Within moments, Madison, his wife, Jennifer, and their five children needed to race out of their home — the victims of a fire and, police say, a hate crime against the black family.
Investigators arrived at their home at 29 Cold Spring Ave. about 11:40 p.m. to find a swastika and racial epithet spray-painted on the burning home in a quiet section of town, Schodack police Chief Joseph Belardo said Monday.
“It’s not going to force me to move,” a composed Madison, 31, told reporters late Monday afternoon when he stopped by the home.
“This is our home. This is where we live,” his wife said.
Madison’s wife said she once experienced a similar hate crime when she lived in Nassau County; someone painted the “N” word on her door.
“We’re OK. This is just something I accept. This is the world that we’re living in,” she said, standing outside the home.
Madison said he was pleased his wife and children — one of whom is a newborn, the oldest 9 — escaped safely.
“People are going to be who they are. My hope is they understand life is not a joke,” he said. “You can’t toy with people.”
He said he was not being forgiving.
“It is what it is,” he said. “They did what they did.”
Charred remains of the garage lay in rubble outside the home.
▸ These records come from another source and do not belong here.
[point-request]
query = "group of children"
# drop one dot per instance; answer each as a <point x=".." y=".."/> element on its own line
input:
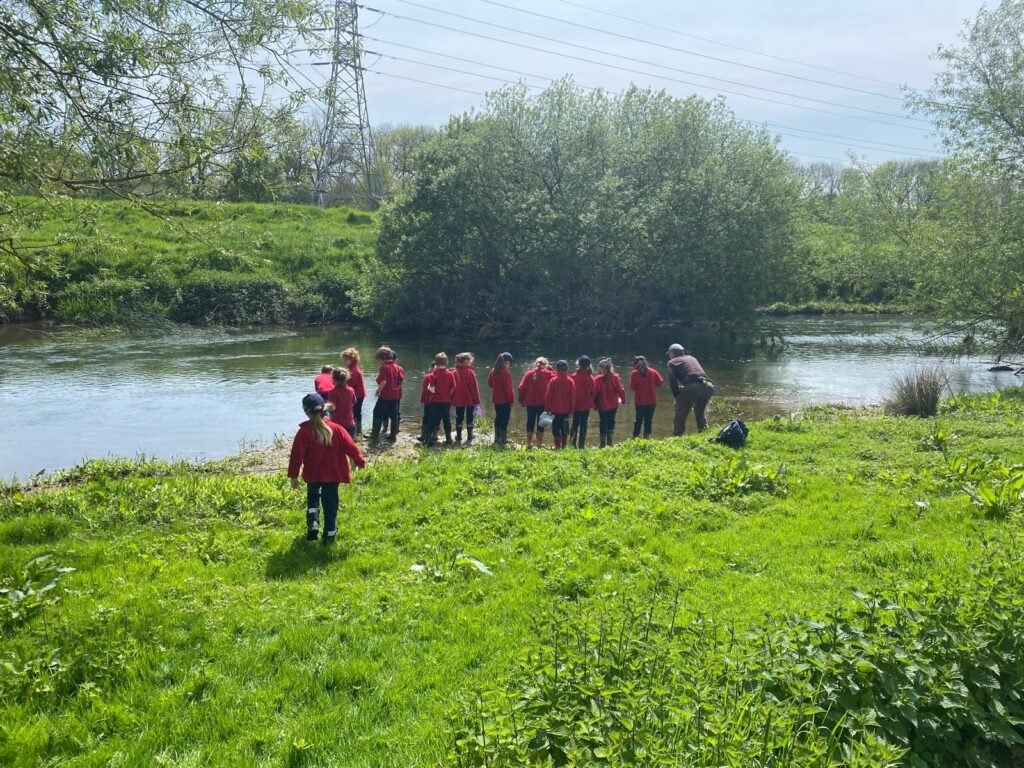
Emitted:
<point x="326" y="442"/>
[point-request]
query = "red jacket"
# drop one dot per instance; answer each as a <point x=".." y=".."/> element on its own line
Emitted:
<point x="501" y="387"/>
<point x="344" y="400"/>
<point x="560" y="397"/>
<point x="534" y="386"/>
<point x="442" y="380"/>
<point x="324" y="463"/>
<point x="389" y="378"/>
<point x="645" y="387"/>
<point x="324" y="383"/>
<point x="610" y="393"/>
<point x="467" y="391"/>
<point x="586" y="390"/>
<point x="355" y="381"/>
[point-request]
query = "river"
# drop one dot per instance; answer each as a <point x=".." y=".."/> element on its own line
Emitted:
<point x="200" y="393"/>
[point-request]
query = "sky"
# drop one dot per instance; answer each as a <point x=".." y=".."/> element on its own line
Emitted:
<point x="859" y="52"/>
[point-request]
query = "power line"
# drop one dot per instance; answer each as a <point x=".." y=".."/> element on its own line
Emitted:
<point x="659" y="66"/>
<point x="674" y="31"/>
<point x="690" y="52"/>
<point x="550" y="79"/>
<point x="641" y="72"/>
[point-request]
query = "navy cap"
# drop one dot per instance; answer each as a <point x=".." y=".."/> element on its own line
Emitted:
<point x="312" y="401"/>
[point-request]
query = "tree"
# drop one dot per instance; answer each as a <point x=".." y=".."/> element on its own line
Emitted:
<point x="118" y="98"/>
<point x="580" y="209"/>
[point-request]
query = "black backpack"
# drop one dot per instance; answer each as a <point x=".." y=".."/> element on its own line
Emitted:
<point x="733" y="434"/>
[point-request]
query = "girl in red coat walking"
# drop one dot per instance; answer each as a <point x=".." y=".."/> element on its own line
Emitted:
<point x="644" y="382"/>
<point x="341" y="401"/>
<point x="560" y="399"/>
<point x="585" y="393"/>
<point x="467" y="395"/>
<point x="502" y="395"/>
<point x="610" y="394"/>
<point x="350" y="358"/>
<point x="322" y="449"/>
<point x="532" y="389"/>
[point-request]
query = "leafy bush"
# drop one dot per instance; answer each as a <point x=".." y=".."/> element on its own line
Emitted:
<point x="916" y="392"/>
<point x="108" y="302"/>
<point x="924" y="677"/>
<point x="231" y="299"/>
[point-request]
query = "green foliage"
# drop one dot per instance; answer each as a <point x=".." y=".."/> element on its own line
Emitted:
<point x="201" y="627"/>
<point x="916" y="392"/>
<point x="925" y="676"/>
<point x="627" y="203"/>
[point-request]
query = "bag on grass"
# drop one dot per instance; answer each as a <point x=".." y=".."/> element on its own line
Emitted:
<point x="733" y="434"/>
The blaze did not affect Madison’s chickens, who were in their cages very close to where flames destroyed the garage, or the goats.
He explained how he discovered there was a fire.
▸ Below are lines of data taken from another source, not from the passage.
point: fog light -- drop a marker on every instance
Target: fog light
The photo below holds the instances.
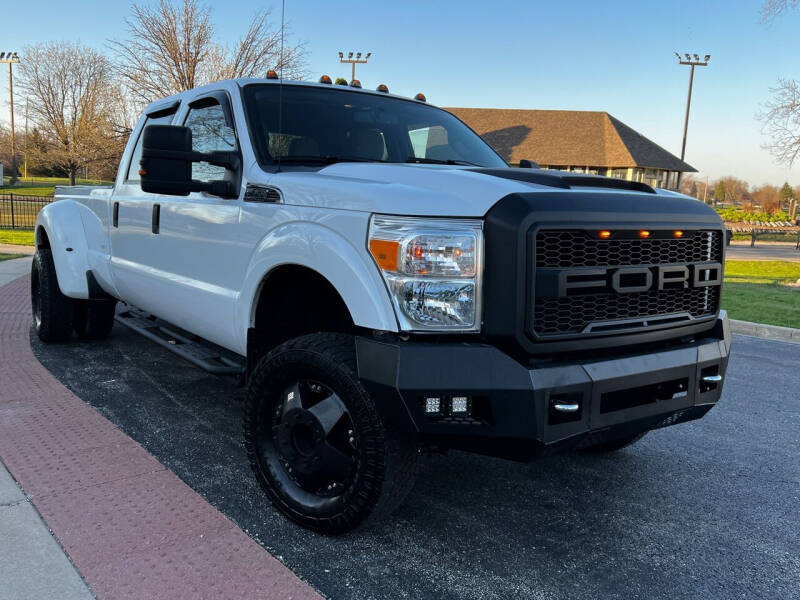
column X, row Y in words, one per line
column 459, row 405
column 433, row 406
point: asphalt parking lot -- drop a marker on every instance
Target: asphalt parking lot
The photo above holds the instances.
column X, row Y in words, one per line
column 709, row 509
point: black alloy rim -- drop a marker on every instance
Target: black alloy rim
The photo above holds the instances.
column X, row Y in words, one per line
column 311, row 444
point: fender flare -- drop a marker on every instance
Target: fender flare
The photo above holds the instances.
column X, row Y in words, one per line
column 63, row 225
column 350, row 271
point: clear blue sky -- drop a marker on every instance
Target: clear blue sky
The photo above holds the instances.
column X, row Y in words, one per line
column 584, row 55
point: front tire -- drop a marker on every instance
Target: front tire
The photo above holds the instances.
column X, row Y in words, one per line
column 52, row 310
column 316, row 442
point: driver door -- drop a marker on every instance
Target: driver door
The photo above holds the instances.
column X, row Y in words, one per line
column 199, row 248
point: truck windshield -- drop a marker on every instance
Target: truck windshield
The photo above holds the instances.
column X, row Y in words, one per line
column 323, row 126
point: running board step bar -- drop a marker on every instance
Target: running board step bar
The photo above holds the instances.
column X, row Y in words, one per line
column 197, row 351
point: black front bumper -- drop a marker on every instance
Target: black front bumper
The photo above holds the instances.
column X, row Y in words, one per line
column 513, row 410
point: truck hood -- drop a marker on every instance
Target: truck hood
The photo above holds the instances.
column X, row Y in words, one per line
column 402, row 189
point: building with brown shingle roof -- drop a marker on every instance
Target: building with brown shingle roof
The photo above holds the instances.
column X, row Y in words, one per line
column 578, row 141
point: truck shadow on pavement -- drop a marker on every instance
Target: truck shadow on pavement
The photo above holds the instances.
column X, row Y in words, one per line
column 655, row 520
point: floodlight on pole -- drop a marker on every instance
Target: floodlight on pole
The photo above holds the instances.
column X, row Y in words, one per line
column 354, row 61
column 692, row 63
column 11, row 58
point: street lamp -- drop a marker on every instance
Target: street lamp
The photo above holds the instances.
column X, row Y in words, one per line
column 693, row 61
column 354, row 61
column 11, row 58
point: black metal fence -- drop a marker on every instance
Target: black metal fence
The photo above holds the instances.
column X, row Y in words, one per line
column 19, row 212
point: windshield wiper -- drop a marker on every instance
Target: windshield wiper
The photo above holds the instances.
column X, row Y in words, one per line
column 325, row 160
column 436, row 161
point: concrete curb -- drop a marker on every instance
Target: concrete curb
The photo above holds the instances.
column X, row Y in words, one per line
column 16, row 249
column 769, row 332
column 130, row 526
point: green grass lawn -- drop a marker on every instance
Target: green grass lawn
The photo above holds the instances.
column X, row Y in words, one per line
column 753, row 292
column 43, row 186
column 41, row 190
column 14, row 236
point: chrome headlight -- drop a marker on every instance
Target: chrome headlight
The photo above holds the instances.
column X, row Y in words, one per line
column 433, row 269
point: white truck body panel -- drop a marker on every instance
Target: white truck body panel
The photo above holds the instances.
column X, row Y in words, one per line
column 204, row 270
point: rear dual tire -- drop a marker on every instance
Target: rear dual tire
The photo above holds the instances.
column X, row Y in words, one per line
column 55, row 315
column 52, row 310
column 315, row 439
“I just happened to get up and go to the bathroom. I saw an orange glow… I screamed my wife’s name,,” he said. “We all got out.”
The family was physically unharmed but emotionally traumatized, the police chief said.
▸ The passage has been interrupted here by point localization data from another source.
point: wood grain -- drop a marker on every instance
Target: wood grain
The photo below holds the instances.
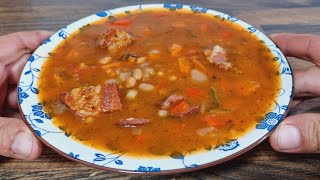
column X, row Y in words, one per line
column 273, row 16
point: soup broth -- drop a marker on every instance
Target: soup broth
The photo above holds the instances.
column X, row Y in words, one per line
column 156, row 82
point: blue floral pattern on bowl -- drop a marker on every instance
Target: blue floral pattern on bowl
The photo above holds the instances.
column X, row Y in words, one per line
column 41, row 123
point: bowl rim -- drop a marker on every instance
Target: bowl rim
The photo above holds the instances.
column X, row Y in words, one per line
column 248, row 147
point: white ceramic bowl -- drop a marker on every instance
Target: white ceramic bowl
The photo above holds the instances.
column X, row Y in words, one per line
column 55, row 138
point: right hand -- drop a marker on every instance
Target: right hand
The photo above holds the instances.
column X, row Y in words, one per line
column 300, row 133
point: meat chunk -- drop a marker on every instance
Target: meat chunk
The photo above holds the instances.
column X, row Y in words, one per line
column 218, row 57
column 172, row 99
column 191, row 110
column 93, row 100
column 84, row 101
column 133, row 122
column 113, row 40
column 112, row 99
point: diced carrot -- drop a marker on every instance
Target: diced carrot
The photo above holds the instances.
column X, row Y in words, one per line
column 111, row 65
column 213, row 120
column 121, row 22
column 184, row 65
column 179, row 127
column 175, row 49
column 192, row 52
column 235, row 121
column 193, row 91
column 226, row 34
column 199, row 66
column 204, row 28
column 161, row 85
column 181, row 107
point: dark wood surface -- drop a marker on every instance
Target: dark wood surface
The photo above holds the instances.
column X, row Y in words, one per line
column 297, row 16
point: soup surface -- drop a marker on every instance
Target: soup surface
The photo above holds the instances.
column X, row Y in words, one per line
column 153, row 83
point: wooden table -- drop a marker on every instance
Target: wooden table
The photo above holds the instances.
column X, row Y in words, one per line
column 298, row 16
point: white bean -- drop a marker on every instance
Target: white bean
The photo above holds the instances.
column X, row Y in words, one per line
column 130, row 82
column 150, row 71
column 141, row 60
column 160, row 73
column 173, row 78
column 124, row 76
column 137, row 74
column 146, row 87
column 112, row 81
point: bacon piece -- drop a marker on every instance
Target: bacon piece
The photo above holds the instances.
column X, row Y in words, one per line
column 218, row 57
column 85, row 101
column 93, row 100
column 114, row 40
column 172, row 99
column 192, row 110
column 112, row 99
column 133, row 122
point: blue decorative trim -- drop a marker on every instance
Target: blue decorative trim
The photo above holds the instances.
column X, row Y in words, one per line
column 147, row 169
column 229, row 145
column 173, row 6
column 75, row 156
column 270, row 121
column 103, row 160
column 197, row 9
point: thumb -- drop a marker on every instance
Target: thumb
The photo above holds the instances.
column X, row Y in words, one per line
column 298, row 134
column 17, row 141
column 307, row 82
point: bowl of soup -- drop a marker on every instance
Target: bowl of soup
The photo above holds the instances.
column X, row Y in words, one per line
column 157, row 88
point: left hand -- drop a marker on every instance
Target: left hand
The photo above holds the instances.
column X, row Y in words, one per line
column 16, row 139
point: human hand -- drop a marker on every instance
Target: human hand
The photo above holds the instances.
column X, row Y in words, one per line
column 300, row 133
column 16, row 139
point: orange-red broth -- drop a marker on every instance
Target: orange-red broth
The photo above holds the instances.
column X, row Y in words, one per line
column 240, row 105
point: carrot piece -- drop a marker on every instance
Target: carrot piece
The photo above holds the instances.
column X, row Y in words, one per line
column 179, row 127
column 181, row 107
column 212, row 120
column 235, row 121
column 121, row 22
column 193, row 91
column 226, row 34
column 184, row 65
column 198, row 65
column 204, row 28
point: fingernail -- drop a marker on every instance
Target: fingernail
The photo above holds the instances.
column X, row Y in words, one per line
column 22, row 144
column 289, row 137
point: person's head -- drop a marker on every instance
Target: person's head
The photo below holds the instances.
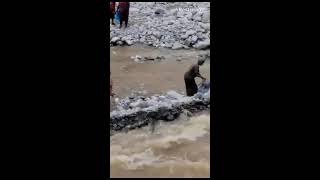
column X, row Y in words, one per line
column 201, row 61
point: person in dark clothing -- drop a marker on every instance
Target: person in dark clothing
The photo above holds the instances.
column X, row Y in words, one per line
column 189, row 78
column 123, row 8
column 112, row 11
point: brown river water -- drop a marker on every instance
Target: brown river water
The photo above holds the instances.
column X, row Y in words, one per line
column 175, row 149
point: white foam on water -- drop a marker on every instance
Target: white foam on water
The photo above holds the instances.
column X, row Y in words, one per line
column 174, row 149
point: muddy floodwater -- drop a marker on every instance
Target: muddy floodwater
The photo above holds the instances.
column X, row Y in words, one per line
column 180, row 148
column 152, row 76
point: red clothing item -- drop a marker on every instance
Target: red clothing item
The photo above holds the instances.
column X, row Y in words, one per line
column 124, row 7
column 110, row 87
column 112, row 6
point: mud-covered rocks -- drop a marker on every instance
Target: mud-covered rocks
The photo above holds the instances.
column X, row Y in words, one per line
column 136, row 111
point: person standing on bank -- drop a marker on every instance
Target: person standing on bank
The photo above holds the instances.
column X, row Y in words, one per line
column 189, row 78
column 123, row 8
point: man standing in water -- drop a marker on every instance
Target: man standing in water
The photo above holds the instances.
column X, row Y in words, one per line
column 112, row 10
column 189, row 78
column 123, row 8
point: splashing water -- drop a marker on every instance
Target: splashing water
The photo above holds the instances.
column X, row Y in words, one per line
column 175, row 149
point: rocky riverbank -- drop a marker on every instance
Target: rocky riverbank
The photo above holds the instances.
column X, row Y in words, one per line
column 137, row 111
column 174, row 25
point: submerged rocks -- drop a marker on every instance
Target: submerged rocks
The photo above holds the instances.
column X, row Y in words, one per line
column 136, row 111
column 174, row 25
column 138, row 58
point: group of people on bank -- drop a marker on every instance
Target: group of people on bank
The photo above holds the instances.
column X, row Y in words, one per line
column 122, row 11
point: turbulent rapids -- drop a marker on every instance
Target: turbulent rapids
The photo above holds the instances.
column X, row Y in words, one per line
column 138, row 111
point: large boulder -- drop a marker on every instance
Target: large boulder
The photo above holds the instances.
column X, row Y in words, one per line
column 202, row 44
column 177, row 45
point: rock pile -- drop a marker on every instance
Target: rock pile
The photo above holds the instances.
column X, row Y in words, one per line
column 138, row 111
column 174, row 25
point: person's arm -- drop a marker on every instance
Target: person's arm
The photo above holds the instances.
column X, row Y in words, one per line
column 198, row 73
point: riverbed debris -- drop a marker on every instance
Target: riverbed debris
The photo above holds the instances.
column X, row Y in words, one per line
column 136, row 111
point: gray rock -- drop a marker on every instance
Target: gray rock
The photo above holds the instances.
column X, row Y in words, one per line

“How do you feel safe in your home now?” he said.
The incident is being investigated as a hate crime.
“Whoever did this will be facing some very serious charges,” Belardo said.
It took five volunteer fire departments to stop the blaze, which burned the garage to the ground, the police chief said. The exterior of the family’s home, which is not far from the garage, was also damaged.
“It is out of the blue,” Belardo said. The family has lived in the house for three years and has good relationships with their neighbors, he said.
Hate crimes, the chief said, are “not something that happen very often out here.” He could not recall a case in his more than 20 years on the town force.
Neighbors said they were unaware of any racial issues in the area. One home, however, was flying a combination of the American flag and Confederate flag, the latter of which has been removed from state capitols, such as in South Carolina, because it is viewed as a symbol of slavery and racism.
Ann Hoffman, who lives just up the hill from the house, was in tears as she spoke to the Times Union. Her grandson plays with the family’s kids, she said.
“They’re such good people. It breaks my heart,” Hoffman said. “They’re beautiful people. They don’t bother anybody. What’s wrong with people? … It’s sickening, we all have to live.”